A room’s ambient lighting provides general background illumination, and is also a key component of a layered kitchen lighting schematic. Keep in mind how much natural light the room receives, but be sure the ambient lighting provides a comfortable and uniform level of light for the room at all hours, day or night.

Ambient lighting might come from different styles of ceiling designs such as recessed or surface lighting, pendants or chandeliers. Usually, a combination of several ceiling lights is recommended.

FOUR: Consider Accent Lighting

Accent lighting is the layer of lighting which takes a room from ordinary to truly something special. It adds visual interest, contributes to the overall atmosphere of the space, and can help highlight different features of the room. 
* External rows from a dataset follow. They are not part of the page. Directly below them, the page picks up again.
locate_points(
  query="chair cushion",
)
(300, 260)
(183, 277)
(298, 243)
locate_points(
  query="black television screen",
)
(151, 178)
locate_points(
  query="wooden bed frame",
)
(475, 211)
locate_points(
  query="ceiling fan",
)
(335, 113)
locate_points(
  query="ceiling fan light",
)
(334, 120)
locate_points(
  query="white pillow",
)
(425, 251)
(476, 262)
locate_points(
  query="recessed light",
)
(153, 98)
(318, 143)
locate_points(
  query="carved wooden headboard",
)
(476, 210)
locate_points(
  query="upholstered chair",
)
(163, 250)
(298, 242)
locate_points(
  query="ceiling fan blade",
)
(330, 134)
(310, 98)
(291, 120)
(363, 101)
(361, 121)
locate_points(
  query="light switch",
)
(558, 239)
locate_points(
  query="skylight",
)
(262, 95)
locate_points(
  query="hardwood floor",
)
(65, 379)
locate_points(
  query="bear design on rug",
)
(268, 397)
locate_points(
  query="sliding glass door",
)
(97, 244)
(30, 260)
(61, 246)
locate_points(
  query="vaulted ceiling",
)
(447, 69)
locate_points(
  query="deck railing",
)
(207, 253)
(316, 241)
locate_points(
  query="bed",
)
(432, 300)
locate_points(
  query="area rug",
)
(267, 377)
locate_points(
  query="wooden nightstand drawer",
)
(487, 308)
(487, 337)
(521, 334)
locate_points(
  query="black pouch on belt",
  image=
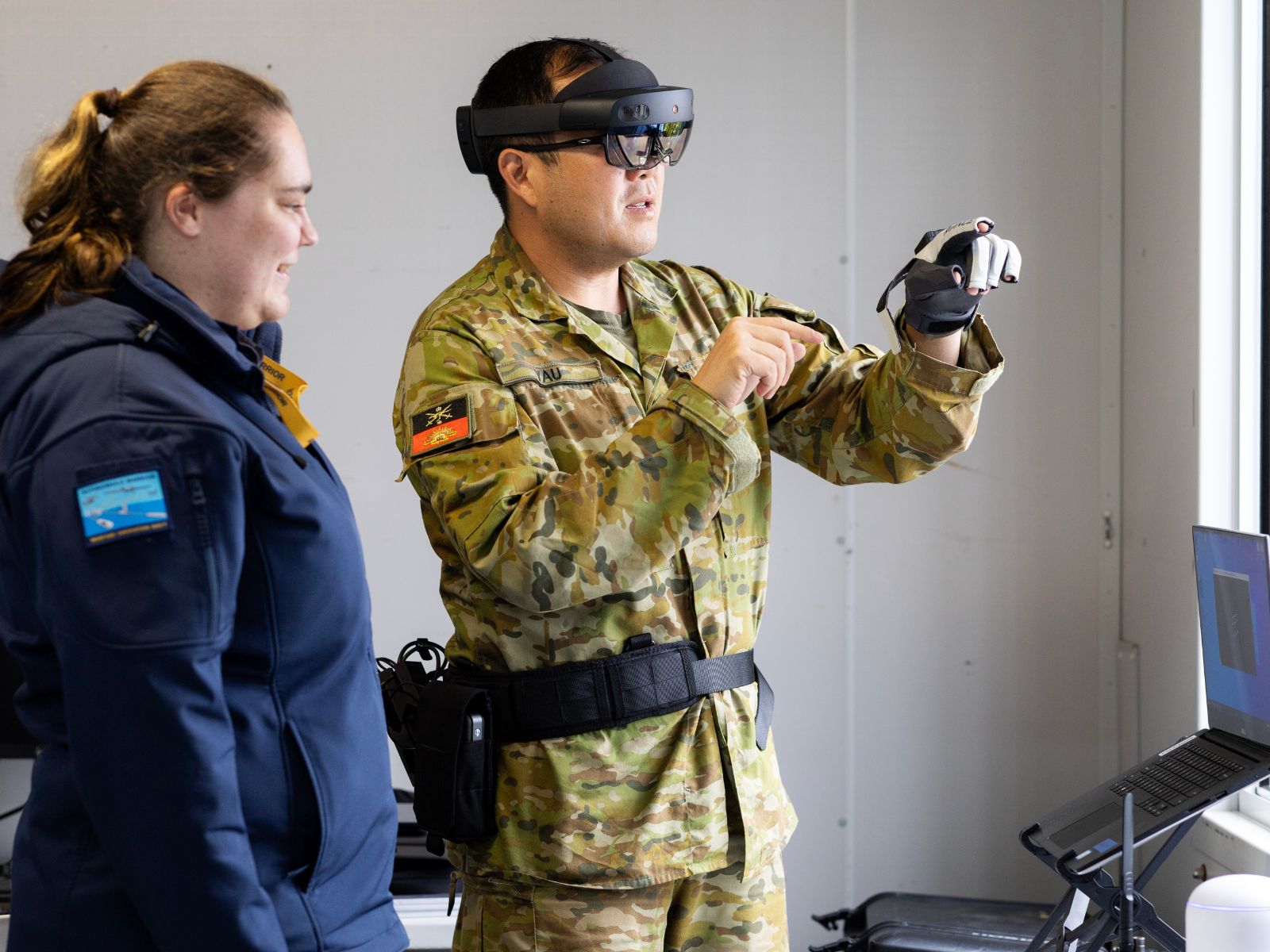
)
(454, 762)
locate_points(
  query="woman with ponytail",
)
(181, 577)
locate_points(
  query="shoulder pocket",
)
(776, 308)
(140, 552)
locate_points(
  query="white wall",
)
(976, 630)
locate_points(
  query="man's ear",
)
(516, 168)
(183, 209)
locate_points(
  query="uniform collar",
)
(531, 295)
(653, 310)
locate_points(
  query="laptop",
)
(1232, 571)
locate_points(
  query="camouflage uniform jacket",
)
(575, 501)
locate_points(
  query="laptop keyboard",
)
(1176, 777)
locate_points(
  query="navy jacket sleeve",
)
(141, 606)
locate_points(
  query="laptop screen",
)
(1232, 571)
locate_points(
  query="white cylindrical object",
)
(1230, 914)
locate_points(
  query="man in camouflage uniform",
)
(590, 436)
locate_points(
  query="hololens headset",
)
(645, 122)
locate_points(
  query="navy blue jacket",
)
(183, 587)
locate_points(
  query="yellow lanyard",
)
(283, 389)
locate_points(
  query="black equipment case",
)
(908, 922)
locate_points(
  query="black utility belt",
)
(645, 681)
(448, 723)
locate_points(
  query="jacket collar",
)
(186, 330)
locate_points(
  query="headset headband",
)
(618, 93)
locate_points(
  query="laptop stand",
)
(1123, 907)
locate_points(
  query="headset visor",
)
(645, 146)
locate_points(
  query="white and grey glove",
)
(946, 266)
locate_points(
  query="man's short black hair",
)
(524, 76)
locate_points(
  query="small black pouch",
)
(444, 735)
(454, 762)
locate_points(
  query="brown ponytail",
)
(87, 190)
For example, use accent lighting to create a warm glow with lighted cabinets, allowing glasses stacked on glass shelves to be illuminated. To shine a light on an architectural detail, position the light an inch or two from the back of a shelf to create a backlit effect.  Or use an ever-versatile pendant over spaces like breakfast bars or other seating areas. Hang them low to create more intimacy and atmosphere, and consider a dimmer for even more versatility in creating the just-right vibe. Under cabinet lighting is a great way to highlight beautiful tile backsplashes or vibrant, high-end surfaces.

FIVE: Focus on Flow

You’ll be choosing multiple fixtures to make up the task, ambient, and accent lighting for the space and they all need to work together in a cohesive manner. To optimize the effect of a layered lighting plan, the lights must be able to be operated individually. Having the choice to switch lights independently from each other makes it easy to change the atmosphere. For example, switching different fixtures on for cooking and prep, but changing up the combination of what’s on or off  to create a relaxing dining space. You may want yet another configuration for cleaning up. 

Being able to dim some of the lights is a fantastic (and very easy, if planned in advance!) way to change the atmosphere. Dim your main lights for a lovely glow, perfect for entertaining or after-dinner conversation. 
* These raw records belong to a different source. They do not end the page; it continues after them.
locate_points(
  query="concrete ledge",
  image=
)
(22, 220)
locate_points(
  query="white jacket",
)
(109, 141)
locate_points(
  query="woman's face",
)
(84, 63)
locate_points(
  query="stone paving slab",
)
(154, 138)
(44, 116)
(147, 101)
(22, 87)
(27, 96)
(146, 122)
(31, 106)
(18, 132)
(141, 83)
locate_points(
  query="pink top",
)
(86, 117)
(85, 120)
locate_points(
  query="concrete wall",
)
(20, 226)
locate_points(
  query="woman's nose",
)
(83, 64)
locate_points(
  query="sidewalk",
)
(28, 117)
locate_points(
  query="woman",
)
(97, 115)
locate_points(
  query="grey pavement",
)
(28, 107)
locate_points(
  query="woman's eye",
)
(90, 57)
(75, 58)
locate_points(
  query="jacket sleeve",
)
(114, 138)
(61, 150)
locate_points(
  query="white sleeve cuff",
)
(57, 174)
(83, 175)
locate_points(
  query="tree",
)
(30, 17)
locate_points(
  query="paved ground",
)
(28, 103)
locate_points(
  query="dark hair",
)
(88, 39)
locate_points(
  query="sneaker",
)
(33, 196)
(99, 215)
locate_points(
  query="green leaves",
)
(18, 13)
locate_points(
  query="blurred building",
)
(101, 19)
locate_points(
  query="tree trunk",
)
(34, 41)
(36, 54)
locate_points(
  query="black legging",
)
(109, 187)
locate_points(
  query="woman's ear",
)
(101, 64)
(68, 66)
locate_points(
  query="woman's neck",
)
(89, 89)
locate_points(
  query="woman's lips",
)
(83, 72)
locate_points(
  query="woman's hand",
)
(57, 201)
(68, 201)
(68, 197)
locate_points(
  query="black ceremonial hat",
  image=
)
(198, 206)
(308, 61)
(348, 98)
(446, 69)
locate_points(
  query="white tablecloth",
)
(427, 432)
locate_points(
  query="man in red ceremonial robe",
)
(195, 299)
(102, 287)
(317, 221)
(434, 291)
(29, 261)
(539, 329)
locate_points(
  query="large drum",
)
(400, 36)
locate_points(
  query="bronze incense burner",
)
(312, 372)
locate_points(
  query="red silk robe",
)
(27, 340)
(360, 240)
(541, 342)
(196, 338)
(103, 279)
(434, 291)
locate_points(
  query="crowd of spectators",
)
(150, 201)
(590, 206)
And what about aesthetics? Aside from insightfully-planned illumination, your fixtures need to have a cohesive look. That doesn’t mean the need to be “matchy-matchy” – just keep the final effect in mind. If you prefer a more eclectic mix in your decor, ensure the tones of the finishes match. For example, you might select a warm aged brass finish to a more bronze. For cooler tones, maybe nickel to aged zinc finishes would work well for you. Or if your main fixture is matte black with gold accents, perhaps other black and that same gold tone would complement it nicely.
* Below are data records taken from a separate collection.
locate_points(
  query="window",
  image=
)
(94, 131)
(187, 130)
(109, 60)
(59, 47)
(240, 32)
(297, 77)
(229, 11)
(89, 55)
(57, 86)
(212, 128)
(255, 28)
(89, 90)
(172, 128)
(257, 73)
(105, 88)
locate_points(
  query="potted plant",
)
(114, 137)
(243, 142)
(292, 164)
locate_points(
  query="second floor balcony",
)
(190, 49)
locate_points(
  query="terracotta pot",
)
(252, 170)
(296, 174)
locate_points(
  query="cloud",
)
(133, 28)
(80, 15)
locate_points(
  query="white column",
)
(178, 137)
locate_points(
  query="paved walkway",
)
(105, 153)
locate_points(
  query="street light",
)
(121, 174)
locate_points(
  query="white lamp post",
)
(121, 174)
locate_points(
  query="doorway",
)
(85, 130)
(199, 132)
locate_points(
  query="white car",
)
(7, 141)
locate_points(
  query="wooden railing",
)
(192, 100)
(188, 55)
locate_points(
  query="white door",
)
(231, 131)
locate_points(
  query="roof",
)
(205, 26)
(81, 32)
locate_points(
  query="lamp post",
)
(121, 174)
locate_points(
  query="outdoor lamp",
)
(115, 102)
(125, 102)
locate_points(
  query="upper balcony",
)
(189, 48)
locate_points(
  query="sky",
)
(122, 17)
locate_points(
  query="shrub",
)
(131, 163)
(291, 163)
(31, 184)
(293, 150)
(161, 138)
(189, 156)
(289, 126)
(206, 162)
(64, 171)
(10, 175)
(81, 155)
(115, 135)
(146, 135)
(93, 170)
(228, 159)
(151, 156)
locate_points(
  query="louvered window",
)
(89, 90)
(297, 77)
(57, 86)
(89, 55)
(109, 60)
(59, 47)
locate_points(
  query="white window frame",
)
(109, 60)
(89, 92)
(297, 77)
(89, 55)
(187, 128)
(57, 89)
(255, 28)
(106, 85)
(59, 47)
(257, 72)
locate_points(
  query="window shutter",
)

If symmetry and cohesion are more your style, use the same finish for your fixtures. Many manufacturers even offer collections which work beautifully together. You can also incorporate those finishes into sockets, faucets, appliance finishes and cabinet hardware for a beautifully aligned aesthetic. 

Closing Thoughts

Whatever your style, a well-planned and thoughtfully-designed lighting schematic will make your kitchen optimally functional as well as beautiful for all of the space’s uses. Utilize the expertise of industry professionals as you plan and make your selections. They’re happy to help and will ensure your new space is adequately illuminated while keeping your vision, budget and unique personal flair in mind.